The masterly decision of Warburton may, with one important exception, be adopted, as well expressing the method of the divine conduct. I say with one important exception, for he strangely admits that some errors may have been allowed to fall from the pens of the sacred writers; probably referring to matters not connected with the revelation. But the admission is quite inconsistent with the express doctrine of the sacred books on the subject of inspiration.

"The Holy Spirit," says he, "so directed the pens of these writers, that no considerable error should fall from them, by enlightening them with his immediate influence in such

matters as were necessary for the instruction of the church; and which either through ignorance or prejudice they would otherwise have represented imperfectly, partially or falsely; and by preserving them by the more ordinary means of providence from any mistake of consequence, concerning those things whereof they had acquired a competent knowledge by the common way of information. In a word, by watching over them incessantly; but with so suspended a hand as permitted the use, and left them to the guidance of their own faculties, while they kept clear of error; and then only interposing when, without this assistance, they would have been in danger of falling."*

On the whole, all is clear, if we keep to the facts of the case to what we have proved in our former Lecture, and what we have traced out in this-and attribute such an inspiration to the minds of the sacred writers as exempted them from all error whatever in the communication of the divine will, and gave to every part of their declarations its full sanction as the infallible word of God; and, at the same time, allowed to each writer the free exercise of all his natural powers, and the delivery of the divine revelation according to his own habits and associations. This accounts for and reconciles all the phenomena. The decisive claims of inspiration, made by the apostles, require the first; the obvious appearances of every part of the New Testament, the second.t

3. Nor is the difficulty of explaining this method of the divine agency in the inspiration of the Scriptures, any greater, than in other instances in the government of mankind; where the Almighty "worketh all things according to the counsel of his own will," and yet by means which do not interfere with the free agency, nor alter the moral characteristics, nor lessen the responsibility of man. Our concern is not to explain, but to receive the facts as they lie before us.

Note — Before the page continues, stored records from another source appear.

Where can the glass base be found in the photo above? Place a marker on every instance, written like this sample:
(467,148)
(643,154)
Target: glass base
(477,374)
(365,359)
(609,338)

It is only necessary to admit decisively that the highest measure of that inspiration which preserves from every mistake or error, was not inconsistent with the greatest freedom and latitude in the use of each writer's knowledge and talents, and ordinary means of information-a union incomprehensible, indeed, as to the particulars of it, to our limited

* Warburton's Doctrine of Grace, 1. 1, c. vii.

†“In inspiring, the divine Spirit evidently does not unmake the man; whence every sacred writer has his own peculiar character and style of composition."-J. Scott.